Властелин молний - Беляев Сергей Михайлович. Страница 4
В нем не было ничего необыкновенного. Железный, простой на вид стержень длиной сантиметров сорок и толщиной с карандаш. Только верхний, оставшийся на поверхности земли, широкий конец казался отполированным до блеска.
За чаем в то утро я раздумывала. Как просто и как вместе с тем странно! Кольцо, огненные шарики, молнии, стержень… А что, если между ними существует какая-нибудь связь? Маловероятно. Скорее всего, это простые случайности, рассыпанные жизнью…
Но вот в голове мелькнуло смутное предположение…
После чая я взяла стержень и заколотила его в землю на пустыре за садом, там, где кончалась изгородь.

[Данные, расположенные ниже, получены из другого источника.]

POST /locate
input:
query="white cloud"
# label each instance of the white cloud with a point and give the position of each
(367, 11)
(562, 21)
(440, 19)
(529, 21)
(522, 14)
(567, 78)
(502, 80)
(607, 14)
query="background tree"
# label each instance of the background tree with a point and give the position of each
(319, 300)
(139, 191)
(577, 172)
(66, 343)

Это место и кусок рощи с изгибом речонки были отлично видны из маленького оконца в сенях.
V. Грохотов
В следующие дни не произошло ничего загадочного и таинственного. От хозяйки я узнала, что стержень она заколотила сама для заземления, так как хотела провести радио. Нашла у речки железный пруток да и заколотила его под углом хаты. А радиоприемник рассчитывала купить к осени. Я замяла разговор и никому не сказала, где теперь заземлен стержень. Я и не предполагала тогда, что сама втягиваю себя в какую-то таинственную игру.

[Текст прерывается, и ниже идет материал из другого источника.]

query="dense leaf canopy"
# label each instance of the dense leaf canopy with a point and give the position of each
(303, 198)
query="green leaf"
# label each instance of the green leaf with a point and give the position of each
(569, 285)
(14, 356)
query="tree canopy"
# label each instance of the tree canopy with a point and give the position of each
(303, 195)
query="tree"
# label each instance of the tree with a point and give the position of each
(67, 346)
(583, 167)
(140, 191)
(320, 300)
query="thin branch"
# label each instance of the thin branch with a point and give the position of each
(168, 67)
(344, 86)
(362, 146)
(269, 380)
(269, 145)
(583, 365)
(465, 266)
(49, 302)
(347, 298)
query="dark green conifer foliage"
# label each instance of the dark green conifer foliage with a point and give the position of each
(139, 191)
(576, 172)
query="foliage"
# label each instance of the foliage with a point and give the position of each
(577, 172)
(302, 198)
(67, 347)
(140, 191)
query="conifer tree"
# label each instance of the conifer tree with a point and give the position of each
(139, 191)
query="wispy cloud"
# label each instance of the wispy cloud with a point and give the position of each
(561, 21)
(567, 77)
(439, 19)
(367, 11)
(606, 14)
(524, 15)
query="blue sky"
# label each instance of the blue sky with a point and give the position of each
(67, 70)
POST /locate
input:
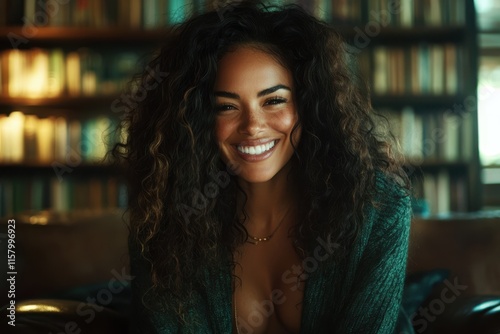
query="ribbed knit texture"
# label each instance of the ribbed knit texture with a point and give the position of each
(361, 294)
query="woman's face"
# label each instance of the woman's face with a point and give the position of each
(256, 113)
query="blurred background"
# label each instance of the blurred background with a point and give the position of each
(433, 68)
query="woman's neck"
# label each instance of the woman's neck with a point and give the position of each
(267, 202)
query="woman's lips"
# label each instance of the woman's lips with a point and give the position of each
(253, 153)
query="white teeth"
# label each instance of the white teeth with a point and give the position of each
(256, 150)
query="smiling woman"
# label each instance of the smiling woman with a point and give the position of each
(263, 199)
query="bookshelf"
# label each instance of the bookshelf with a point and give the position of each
(62, 70)
(420, 58)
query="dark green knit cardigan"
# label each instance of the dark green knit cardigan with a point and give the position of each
(361, 294)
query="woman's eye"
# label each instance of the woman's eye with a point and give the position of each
(276, 100)
(224, 107)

Тот памятный день выдался ненастным. Хозяйка уехала на Урал к родным месяца на два, оставила меня одну. Часто накрапывал дождь. Только позже, за полдень, прояснилось. Я разучивала монолог Жанны д'Арк, как вдруг Альфа и Омега разразились неистовым лаем.
Вышла на крыльцо. У калитки стоял среднего роста человек в кепке, кожаной куртке и высоких охотничьих сапогах. Через плечо на ремне висела желтая потрепанная походная сумка. Собаки мои яростно лаяли и бросались на него. Но человек спокойно сказал им что-то, и псы, немножко поворчав, умолкли.

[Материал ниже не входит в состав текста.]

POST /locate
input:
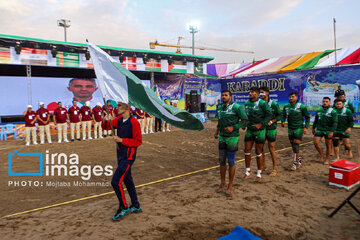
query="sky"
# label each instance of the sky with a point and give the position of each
(269, 28)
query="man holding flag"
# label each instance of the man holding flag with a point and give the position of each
(231, 118)
(119, 84)
(128, 137)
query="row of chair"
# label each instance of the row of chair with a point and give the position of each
(7, 129)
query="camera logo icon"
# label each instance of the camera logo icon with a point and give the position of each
(16, 154)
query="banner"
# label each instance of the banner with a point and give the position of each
(209, 90)
(14, 93)
(311, 85)
(171, 87)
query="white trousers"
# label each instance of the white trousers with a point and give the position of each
(45, 129)
(72, 129)
(84, 125)
(62, 131)
(97, 128)
(142, 124)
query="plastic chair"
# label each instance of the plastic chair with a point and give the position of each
(2, 130)
(9, 129)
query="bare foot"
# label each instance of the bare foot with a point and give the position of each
(273, 173)
(221, 189)
(247, 176)
(229, 194)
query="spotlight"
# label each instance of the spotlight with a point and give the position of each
(87, 55)
(145, 59)
(54, 52)
(17, 48)
(121, 57)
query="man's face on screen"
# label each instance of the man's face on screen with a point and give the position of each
(82, 89)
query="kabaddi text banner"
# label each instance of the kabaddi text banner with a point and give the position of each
(312, 85)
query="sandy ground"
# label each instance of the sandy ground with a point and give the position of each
(293, 205)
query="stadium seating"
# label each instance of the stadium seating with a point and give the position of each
(8, 129)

– Разрешите укрыться от дождя? – попросил он, увидев меня. – И дайте мне, пожалуйста, глоток воды.
– Входите, товарищ, – предложила я.
– Спасибо, девушка,– сказал незнакомец, подходя к крыльцу.
Мы поздоровались.
– Я – профессор Грохотов, Степан Кузьмич. Извините, беспокою, но я немножко заблудился, – вымолвил он.
Накрапывал дождь, и я пригласила Грохотова войти в комнату. Грохотов моложав и статен. Вероятно, бреется каждый день На лице чуть заметные морщинки. Понравилось мне, что он четко, по-военному, будто по давней привычке, вскинул правую ладонь к козырьку и глянул мне прямо в глаза. Когда я пригласила его, он опять вскинул ладонь и отозвался вежливо:
– Благодарю вас! Простите, не расслышал вашего имени и отчества.
– Зовите меня Танек.
– Слушаюсь, – поклонился он. Поласкал собак, улыбнулся: – Отличнейшие псы…
Я смотрела на плотную, крепкую фигуру Грохотова.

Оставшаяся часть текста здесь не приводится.